Phenome-wide association analysis

Among the novel WGS variants identified in our study, we carried out phenome-wide association study (PheWAS) analysis for autosomal variants passing filter on effective HC > 30 and imputation info score > 0.3 using the HRC for imputation in 408,961 White British participants from the UK Biobank. For each of these variants, we carried out PheWAS across 1403 binary phenotypes reported in the UK Biobank, which were constructed from composites of ICD-9 and ICD-10 codes, with results available publicly through the UK Biobank ICD PheWeb (http://pheweb.sph.umich.edu/SAIGE-UKB/)55. Results for specific traits were further filtered based on expected HC > 30 in cases. Among the 1403 traits examined, 71 were respiratory disease traits. We used different suggestive thresholds for significant p-values based on Bonferroni correction for respiratory diseases and other diseases: 0.05 divided by 71 (P < 7.0 × 10−4) and 1,332 (P < 3.8 × 10−5).

Molecular QTL colocalization analysis and follow-up

We examined colocalization with molecular QTLs of gene expression (eQTL) and methylation (mQTL): eQTLs in 48 tissues from GTEx v7, eQTLs in PBMCs in MESA, and mQTLs in whole blood in MESA -within 500 kb of the lead WGS variants (novel variants in Supplementary Data 2, as well as those identified from conditional analysis in Supplementary Data 11) using Bayesian colocalization as implemented in R/coloc.v3.128. We report the results where the model of a single shared causal variant driving both associations signals (PP4) is strongly preferred over a model of two distinct causal variants (PP3)—PP4/(PP3 + PP4) ≥ 0.9. We require adequate power for these results to detect colocalization—PP3 + PP4 ≥ 0.8. Those methylation sites demonstrating colocalization with WGS signals were followed up to examine association of measured methylation with corresponding lung function traits in MESA, and results are presented after Bonferroni correction for the number of colocalized methylation sites.
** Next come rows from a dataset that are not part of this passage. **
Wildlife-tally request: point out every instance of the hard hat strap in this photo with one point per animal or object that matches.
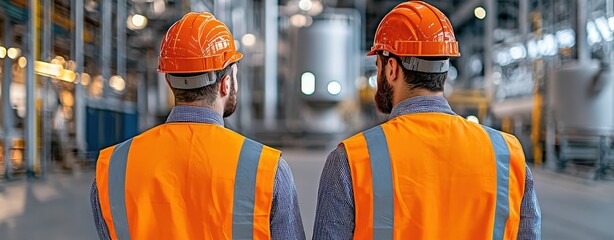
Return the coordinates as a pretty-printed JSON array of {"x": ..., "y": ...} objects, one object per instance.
[
  {"x": 426, "y": 66},
  {"x": 421, "y": 65},
  {"x": 191, "y": 82}
]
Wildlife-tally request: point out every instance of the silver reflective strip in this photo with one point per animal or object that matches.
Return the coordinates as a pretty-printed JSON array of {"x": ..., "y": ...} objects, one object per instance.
[
  {"x": 502, "y": 155},
  {"x": 191, "y": 82},
  {"x": 117, "y": 189},
  {"x": 381, "y": 175},
  {"x": 244, "y": 191},
  {"x": 426, "y": 66}
]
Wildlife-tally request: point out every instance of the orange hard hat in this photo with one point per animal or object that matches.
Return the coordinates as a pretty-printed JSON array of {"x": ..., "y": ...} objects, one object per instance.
[
  {"x": 415, "y": 29},
  {"x": 197, "y": 43}
]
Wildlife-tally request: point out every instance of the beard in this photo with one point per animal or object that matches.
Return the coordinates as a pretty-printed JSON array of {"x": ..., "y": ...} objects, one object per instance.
[
  {"x": 231, "y": 105},
  {"x": 383, "y": 96}
]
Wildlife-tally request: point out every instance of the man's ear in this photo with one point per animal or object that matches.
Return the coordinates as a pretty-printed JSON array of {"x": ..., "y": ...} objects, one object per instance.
[
  {"x": 392, "y": 69},
  {"x": 225, "y": 85}
]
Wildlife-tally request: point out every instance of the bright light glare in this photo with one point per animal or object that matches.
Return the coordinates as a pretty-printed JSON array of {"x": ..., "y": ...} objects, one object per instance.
[
  {"x": 136, "y": 22},
  {"x": 518, "y": 52},
  {"x": 85, "y": 79},
  {"x": 22, "y": 62},
  {"x": 547, "y": 45},
  {"x": 305, "y": 5},
  {"x": 604, "y": 29},
  {"x": 248, "y": 40},
  {"x": 452, "y": 74},
  {"x": 566, "y": 38},
  {"x": 316, "y": 8},
  {"x": 139, "y": 20},
  {"x": 479, "y": 12},
  {"x": 13, "y": 53},
  {"x": 299, "y": 20},
  {"x": 334, "y": 88},
  {"x": 593, "y": 34},
  {"x": 237, "y": 45},
  {"x": 117, "y": 83},
  {"x": 474, "y": 119},
  {"x": 308, "y": 83},
  {"x": 532, "y": 48}
]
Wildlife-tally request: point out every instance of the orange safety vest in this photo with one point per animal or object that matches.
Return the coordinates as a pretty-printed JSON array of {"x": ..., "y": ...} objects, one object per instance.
[
  {"x": 187, "y": 181},
  {"x": 435, "y": 176}
]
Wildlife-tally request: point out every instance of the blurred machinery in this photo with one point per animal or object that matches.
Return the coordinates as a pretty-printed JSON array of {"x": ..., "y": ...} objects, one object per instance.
[
  {"x": 582, "y": 97},
  {"x": 325, "y": 64}
]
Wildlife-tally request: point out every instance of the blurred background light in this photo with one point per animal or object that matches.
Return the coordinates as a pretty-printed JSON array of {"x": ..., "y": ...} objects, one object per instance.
[
  {"x": 334, "y": 88},
  {"x": 248, "y": 40},
  {"x": 479, "y": 12},
  {"x": 566, "y": 38},
  {"x": 13, "y": 53},
  {"x": 300, "y": 20},
  {"x": 136, "y": 22},
  {"x": 308, "y": 83},
  {"x": 474, "y": 119},
  {"x": 2, "y": 52},
  {"x": 305, "y": 5},
  {"x": 373, "y": 81},
  {"x": 22, "y": 62}
]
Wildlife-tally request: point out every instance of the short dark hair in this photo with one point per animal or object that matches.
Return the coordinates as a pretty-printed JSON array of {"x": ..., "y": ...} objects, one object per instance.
[
  {"x": 207, "y": 93},
  {"x": 430, "y": 81}
]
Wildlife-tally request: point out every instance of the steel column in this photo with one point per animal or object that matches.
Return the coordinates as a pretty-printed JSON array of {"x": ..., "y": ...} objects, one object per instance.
[
  {"x": 30, "y": 126},
  {"x": 271, "y": 12},
  {"x": 7, "y": 111},
  {"x": 79, "y": 91}
]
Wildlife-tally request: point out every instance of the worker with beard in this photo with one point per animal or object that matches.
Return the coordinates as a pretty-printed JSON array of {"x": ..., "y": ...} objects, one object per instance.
[
  {"x": 191, "y": 178},
  {"x": 426, "y": 173}
]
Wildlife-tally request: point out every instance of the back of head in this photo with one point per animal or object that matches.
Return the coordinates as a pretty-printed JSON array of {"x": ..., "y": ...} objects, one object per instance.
[
  {"x": 196, "y": 53},
  {"x": 420, "y": 37}
]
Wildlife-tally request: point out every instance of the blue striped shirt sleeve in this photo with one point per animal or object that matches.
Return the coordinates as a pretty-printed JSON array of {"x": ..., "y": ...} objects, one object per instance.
[
  {"x": 101, "y": 225},
  {"x": 335, "y": 208},
  {"x": 286, "y": 220}
]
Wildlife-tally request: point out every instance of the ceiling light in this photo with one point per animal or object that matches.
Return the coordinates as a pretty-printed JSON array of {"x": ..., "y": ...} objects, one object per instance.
[{"x": 479, "y": 12}]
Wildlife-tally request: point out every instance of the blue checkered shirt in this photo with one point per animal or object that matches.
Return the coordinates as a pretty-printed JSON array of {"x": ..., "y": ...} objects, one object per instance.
[
  {"x": 286, "y": 220},
  {"x": 335, "y": 209}
]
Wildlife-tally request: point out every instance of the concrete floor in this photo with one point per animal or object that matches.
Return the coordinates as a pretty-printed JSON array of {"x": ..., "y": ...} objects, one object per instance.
[{"x": 58, "y": 208}]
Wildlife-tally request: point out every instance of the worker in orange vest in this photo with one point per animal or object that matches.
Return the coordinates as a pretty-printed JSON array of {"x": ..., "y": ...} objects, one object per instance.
[
  {"x": 426, "y": 173},
  {"x": 191, "y": 178}
]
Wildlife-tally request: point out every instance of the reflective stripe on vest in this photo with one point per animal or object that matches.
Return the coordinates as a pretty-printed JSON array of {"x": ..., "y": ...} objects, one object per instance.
[
  {"x": 244, "y": 189},
  {"x": 383, "y": 201},
  {"x": 117, "y": 190},
  {"x": 502, "y": 155},
  {"x": 245, "y": 186}
]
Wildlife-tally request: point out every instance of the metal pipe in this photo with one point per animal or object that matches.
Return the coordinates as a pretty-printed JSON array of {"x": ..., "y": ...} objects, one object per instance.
[
  {"x": 79, "y": 91},
  {"x": 582, "y": 43},
  {"x": 7, "y": 110},
  {"x": 121, "y": 38},
  {"x": 45, "y": 56},
  {"x": 271, "y": 12},
  {"x": 523, "y": 22},
  {"x": 106, "y": 45},
  {"x": 30, "y": 125},
  {"x": 465, "y": 11},
  {"x": 491, "y": 23}
]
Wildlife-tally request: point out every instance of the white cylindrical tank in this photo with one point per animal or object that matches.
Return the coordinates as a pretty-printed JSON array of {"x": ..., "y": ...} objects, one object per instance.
[{"x": 583, "y": 98}]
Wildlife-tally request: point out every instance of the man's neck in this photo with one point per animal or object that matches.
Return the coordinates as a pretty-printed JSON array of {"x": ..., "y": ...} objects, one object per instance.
[
  {"x": 403, "y": 95},
  {"x": 214, "y": 106}
]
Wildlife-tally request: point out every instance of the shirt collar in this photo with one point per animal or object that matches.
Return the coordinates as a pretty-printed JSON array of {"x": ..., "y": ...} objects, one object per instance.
[
  {"x": 195, "y": 115},
  {"x": 421, "y": 104}
]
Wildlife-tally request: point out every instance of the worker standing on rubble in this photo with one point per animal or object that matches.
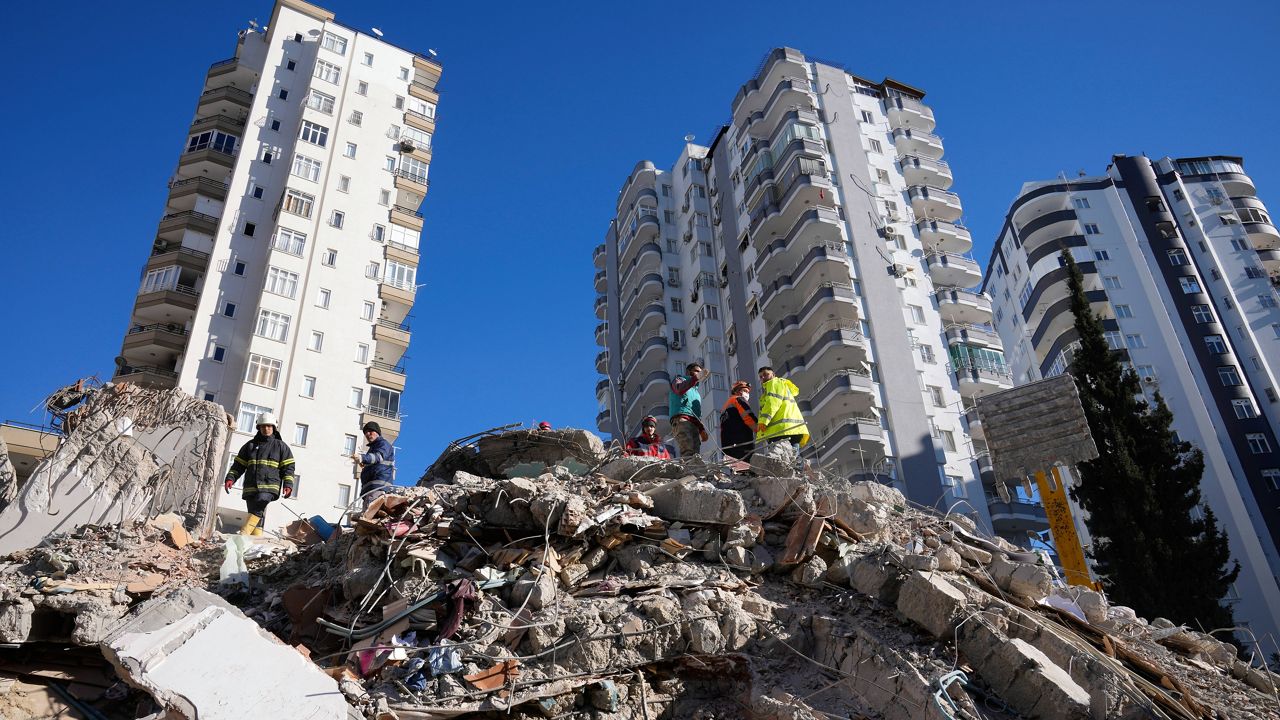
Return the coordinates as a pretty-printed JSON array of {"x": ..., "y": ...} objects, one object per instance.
[
  {"x": 648, "y": 443},
  {"x": 737, "y": 423},
  {"x": 378, "y": 463},
  {"x": 685, "y": 406},
  {"x": 266, "y": 464},
  {"x": 780, "y": 411}
]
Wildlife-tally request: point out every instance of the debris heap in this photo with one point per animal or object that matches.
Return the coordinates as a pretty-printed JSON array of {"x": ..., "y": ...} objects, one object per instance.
[{"x": 538, "y": 575}]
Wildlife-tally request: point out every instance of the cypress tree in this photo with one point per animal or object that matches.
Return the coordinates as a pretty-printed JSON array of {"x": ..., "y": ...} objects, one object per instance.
[{"x": 1155, "y": 547}]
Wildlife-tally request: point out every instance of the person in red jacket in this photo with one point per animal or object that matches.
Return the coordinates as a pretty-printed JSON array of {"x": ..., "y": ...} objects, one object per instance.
[{"x": 648, "y": 443}]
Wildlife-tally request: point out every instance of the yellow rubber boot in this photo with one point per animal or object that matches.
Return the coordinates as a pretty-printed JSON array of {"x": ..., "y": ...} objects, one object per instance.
[{"x": 250, "y": 527}]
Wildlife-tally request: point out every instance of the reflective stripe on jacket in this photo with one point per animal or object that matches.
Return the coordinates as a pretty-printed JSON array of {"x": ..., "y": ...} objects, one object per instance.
[
  {"x": 780, "y": 411},
  {"x": 266, "y": 464},
  {"x": 379, "y": 461}
]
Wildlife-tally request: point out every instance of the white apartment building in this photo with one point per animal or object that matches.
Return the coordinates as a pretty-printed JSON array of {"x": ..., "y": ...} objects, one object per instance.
[
  {"x": 282, "y": 274},
  {"x": 835, "y": 253},
  {"x": 1180, "y": 261}
]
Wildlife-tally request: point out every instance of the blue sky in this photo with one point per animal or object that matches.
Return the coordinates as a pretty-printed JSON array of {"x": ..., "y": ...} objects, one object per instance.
[{"x": 544, "y": 110}]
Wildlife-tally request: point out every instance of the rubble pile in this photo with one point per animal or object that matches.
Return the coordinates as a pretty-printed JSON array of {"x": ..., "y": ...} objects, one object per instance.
[{"x": 534, "y": 574}]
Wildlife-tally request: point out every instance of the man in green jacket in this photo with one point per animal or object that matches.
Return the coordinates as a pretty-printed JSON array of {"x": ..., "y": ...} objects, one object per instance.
[
  {"x": 780, "y": 411},
  {"x": 266, "y": 464}
]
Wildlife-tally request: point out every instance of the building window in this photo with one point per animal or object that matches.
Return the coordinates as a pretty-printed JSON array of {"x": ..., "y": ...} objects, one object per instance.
[
  {"x": 320, "y": 101},
  {"x": 1243, "y": 409},
  {"x": 330, "y": 41},
  {"x": 328, "y": 72},
  {"x": 1229, "y": 376},
  {"x": 306, "y": 168},
  {"x": 263, "y": 370},
  {"x": 273, "y": 326},
  {"x": 314, "y": 133},
  {"x": 282, "y": 282},
  {"x": 247, "y": 417},
  {"x": 298, "y": 203}
]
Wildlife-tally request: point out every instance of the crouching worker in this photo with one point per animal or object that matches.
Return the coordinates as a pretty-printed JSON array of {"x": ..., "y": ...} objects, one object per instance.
[
  {"x": 378, "y": 464},
  {"x": 648, "y": 443},
  {"x": 266, "y": 464}
]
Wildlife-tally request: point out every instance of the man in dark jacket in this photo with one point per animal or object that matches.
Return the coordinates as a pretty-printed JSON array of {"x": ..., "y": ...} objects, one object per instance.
[
  {"x": 378, "y": 464},
  {"x": 266, "y": 464}
]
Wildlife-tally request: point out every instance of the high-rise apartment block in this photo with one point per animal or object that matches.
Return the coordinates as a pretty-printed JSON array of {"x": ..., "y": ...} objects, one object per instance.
[
  {"x": 1180, "y": 261},
  {"x": 283, "y": 270},
  {"x": 816, "y": 233}
]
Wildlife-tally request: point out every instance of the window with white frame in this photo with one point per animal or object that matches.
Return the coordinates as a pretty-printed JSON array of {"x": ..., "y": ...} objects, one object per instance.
[
  {"x": 282, "y": 282},
  {"x": 273, "y": 326},
  {"x": 263, "y": 370},
  {"x": 306, "y": 168}
]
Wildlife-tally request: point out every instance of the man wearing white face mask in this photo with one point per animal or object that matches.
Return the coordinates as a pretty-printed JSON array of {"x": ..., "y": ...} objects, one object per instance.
[{"x": 737, "y": 423}]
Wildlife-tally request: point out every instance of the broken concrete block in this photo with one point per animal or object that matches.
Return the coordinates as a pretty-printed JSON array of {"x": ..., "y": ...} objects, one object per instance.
[
  {"x": 170, "y": 657},
  {"x": 932, "y": 602},
  {"x": 698, "y": 502}
]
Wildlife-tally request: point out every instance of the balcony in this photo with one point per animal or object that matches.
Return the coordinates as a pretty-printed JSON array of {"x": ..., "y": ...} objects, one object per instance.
[
  {"x": 977, "y": 336},
  {"x": 963, "y": 306},
  {"x": 944, "y": 236},
  {"x": 406, "y": 217},
  {"x": 183, "y": 192},
  {"x": 926, "y": 171},
  {"x": 387, "y": 420},
  {"x": 909, "y": 112},
  {"x": 174, "y": 226},
  {"x": 146, "y": 376},
  {"x": 169, "y": 337},
  {"x": 952, "y": 270},
  {"x": 1015, "y": 519},
  {"x": 935, "y": 204},
  {"x": 909, "y": 141}
]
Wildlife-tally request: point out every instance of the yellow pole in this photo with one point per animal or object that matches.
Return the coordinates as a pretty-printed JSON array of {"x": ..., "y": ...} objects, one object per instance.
[{"x": 1061, "y": 525}]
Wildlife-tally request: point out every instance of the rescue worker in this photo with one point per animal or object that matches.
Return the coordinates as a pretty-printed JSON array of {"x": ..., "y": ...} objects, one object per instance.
[
  {"x": 737, "y": 423},
  {"x": 685, "y": 408},
  {"x": 266, "y": 464},
  {"x": 378, "y": 464},
  {"x": 648, "y": 443},
  {"x": 780, "y": 411}
]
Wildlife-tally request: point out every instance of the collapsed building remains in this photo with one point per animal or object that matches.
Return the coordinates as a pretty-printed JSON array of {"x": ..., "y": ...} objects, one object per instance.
[{"x": 539, "y": 574}]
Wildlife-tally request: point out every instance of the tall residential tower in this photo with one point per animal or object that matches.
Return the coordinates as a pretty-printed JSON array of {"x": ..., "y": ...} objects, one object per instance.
[
  {"x": 1180, "y": 261},
  {"x": 283, "y": 270},
  {"x": 814, "y": 233}
]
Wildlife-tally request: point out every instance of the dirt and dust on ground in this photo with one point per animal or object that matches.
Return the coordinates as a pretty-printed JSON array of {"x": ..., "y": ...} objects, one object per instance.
[{"x": 540, "y": 574}]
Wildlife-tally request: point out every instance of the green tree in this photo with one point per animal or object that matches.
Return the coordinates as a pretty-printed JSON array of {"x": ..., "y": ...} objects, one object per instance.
[{"x": 1155, "y": 547}]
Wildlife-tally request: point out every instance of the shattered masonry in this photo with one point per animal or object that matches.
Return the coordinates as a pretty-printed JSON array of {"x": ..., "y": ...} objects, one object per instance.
[{"x": 535, "y": 574}]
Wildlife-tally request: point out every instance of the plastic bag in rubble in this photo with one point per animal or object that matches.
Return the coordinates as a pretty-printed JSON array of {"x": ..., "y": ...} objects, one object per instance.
[
  {"x": 233, "y": 569},
  {"x": 444, "y": 659}
]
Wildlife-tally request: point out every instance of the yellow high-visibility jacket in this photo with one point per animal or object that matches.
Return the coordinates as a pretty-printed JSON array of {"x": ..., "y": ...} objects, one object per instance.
[{"x": 780, "y": 411}]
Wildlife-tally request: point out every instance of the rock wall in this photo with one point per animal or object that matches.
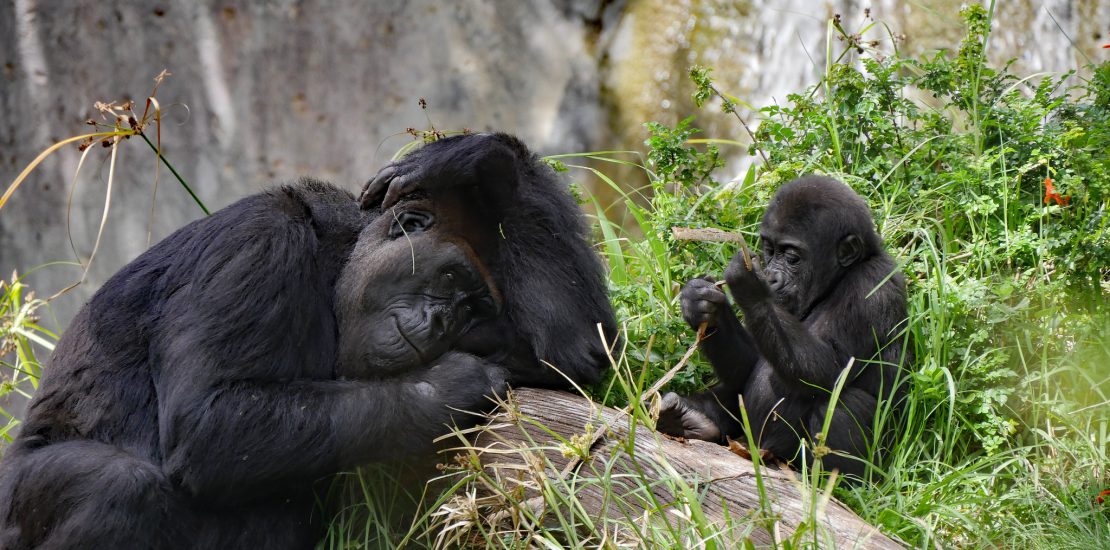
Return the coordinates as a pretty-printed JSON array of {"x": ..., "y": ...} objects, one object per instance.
[{"x": 265, "y": 91}]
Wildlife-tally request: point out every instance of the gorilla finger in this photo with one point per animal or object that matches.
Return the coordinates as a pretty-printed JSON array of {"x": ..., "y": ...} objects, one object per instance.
[
  {"x": 670, "y": 401},
  {"x": 710, "y": 293}
]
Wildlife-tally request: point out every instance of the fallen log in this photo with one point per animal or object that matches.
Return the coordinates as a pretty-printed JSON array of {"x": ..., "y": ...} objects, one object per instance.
[{"x": 541, "y": 433}]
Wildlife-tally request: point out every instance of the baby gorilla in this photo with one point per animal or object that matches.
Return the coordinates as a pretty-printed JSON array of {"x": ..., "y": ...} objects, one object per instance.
[{"x": 828, "y": 293}]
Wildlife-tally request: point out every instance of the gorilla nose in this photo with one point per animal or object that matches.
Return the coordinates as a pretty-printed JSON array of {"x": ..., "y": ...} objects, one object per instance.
[{"x": 437, "y": 325}]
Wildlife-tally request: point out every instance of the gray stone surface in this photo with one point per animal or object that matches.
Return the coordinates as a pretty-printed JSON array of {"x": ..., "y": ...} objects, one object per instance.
[
  {"x": 262, "y": 92},
  {"x": 266, "y": 91}
]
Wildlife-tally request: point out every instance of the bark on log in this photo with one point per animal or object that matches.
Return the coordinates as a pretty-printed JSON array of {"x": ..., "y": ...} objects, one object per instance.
[{"x": 507, "y": 448}]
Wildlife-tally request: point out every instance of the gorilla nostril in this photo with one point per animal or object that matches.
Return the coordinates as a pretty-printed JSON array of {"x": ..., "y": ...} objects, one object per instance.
[{"x": 437, "y": 323}]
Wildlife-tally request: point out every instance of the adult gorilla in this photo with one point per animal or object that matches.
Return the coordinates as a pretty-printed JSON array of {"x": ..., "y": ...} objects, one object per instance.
[
  {"x": 827, "y": 295},
  {"x": 200, "y": 393}
]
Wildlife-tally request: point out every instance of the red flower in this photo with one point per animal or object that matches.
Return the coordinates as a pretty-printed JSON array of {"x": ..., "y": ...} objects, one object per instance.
[{"x": 1051, "y": 195}]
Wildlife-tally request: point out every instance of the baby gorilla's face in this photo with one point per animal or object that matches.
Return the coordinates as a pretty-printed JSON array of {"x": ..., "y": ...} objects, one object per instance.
[{"x": 410, "y": 290}]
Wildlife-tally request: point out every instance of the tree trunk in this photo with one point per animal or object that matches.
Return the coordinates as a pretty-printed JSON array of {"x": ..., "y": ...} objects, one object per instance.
[{"x": 724, "y": 482}]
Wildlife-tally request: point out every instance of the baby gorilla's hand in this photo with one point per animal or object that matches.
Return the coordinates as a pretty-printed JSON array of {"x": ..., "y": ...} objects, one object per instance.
[
  {"x": 463, "y": 382},
  {"x": 678, "y": 418},
  {"x": 703, "y": 302}
]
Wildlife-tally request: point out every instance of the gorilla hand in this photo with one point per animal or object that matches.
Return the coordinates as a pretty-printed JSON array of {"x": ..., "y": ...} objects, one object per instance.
[
  {"x": 747, "y": 286},
  {"x": 703, "y": 302},
  {"x": 462, "y": 382},
  {"x": 677, "y": 417},
  {"x": 486, "y": 160}
]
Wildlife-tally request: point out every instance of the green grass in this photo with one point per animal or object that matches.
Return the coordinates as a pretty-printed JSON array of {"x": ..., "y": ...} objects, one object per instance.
[{"x": 1003, "y": 439}]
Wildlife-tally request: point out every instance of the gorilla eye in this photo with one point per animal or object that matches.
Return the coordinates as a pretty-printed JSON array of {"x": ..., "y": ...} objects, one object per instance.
[{"x": 410, "y": 222}]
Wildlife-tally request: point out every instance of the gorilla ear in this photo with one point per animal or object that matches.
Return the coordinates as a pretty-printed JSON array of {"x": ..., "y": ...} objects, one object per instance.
[{"x": 849, "y": 250}]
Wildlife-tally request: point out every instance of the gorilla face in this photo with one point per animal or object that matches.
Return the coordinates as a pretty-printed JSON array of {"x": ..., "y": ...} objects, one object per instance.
[
  {"x": 788, "y": 268},
  {"x": 800, "y": 263},
  {"x": 412, "y": 287}
]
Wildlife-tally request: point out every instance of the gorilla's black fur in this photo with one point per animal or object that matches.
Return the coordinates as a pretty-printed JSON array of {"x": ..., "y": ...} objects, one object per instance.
[
  {"x": 828, "y": 293},
  {"x": 207, "y": 386}
]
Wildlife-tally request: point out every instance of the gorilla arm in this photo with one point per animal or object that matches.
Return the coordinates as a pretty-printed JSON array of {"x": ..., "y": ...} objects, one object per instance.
[
  {"x": 805, "y": 360},
  {"x": 713, "y": 413},
  {"x": 243, "y": 365}
]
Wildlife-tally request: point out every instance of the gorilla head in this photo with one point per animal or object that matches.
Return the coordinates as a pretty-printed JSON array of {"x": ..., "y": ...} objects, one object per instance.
[
  {"x": 416, "y": 281},
  {"x": 814, "y": 231}
]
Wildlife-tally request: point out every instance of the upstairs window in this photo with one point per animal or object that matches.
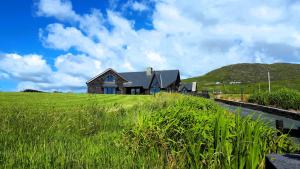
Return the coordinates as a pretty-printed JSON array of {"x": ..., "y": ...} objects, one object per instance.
[{"x": 109, "y": 78}]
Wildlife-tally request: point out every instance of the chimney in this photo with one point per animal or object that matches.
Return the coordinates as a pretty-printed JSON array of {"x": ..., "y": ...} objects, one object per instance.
[{"x": 149, "y": 71}]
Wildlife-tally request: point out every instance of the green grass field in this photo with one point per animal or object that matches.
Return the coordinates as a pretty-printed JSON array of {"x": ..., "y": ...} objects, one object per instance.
[{"x": 43, "y": 130}]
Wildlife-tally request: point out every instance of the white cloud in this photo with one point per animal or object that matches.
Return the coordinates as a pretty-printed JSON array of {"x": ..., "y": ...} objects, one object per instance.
[
  {"x": 78, "y": 65},
  {"x": 28, "y": 67},
  {"x": 185, "y": 36},
  {"x": 65, "y": 38},
  {"x": 59, "y": 9}
]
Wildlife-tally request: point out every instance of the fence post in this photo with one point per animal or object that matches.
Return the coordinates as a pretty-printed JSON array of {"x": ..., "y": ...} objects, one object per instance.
[{"x": 279, "y": 125}]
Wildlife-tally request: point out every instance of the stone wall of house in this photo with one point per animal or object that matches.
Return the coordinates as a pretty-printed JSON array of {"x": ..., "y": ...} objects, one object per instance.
[{"x": 96, "y": 85}]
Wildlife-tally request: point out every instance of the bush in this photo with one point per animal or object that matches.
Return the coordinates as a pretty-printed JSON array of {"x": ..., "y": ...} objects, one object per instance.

Details are provided in the Supplementary Methods.

Overlap with pathways previously implicated by GWAS

For genes implicated by eQTL colocalization, as well as other selected genes, we examined their overlap with pathways previously implicated by GWAS studies. Details are provided in the Supplementary Methods.

Reporting summary

Further information on research design is available in the Nature Research Reporting Summary linked to this article.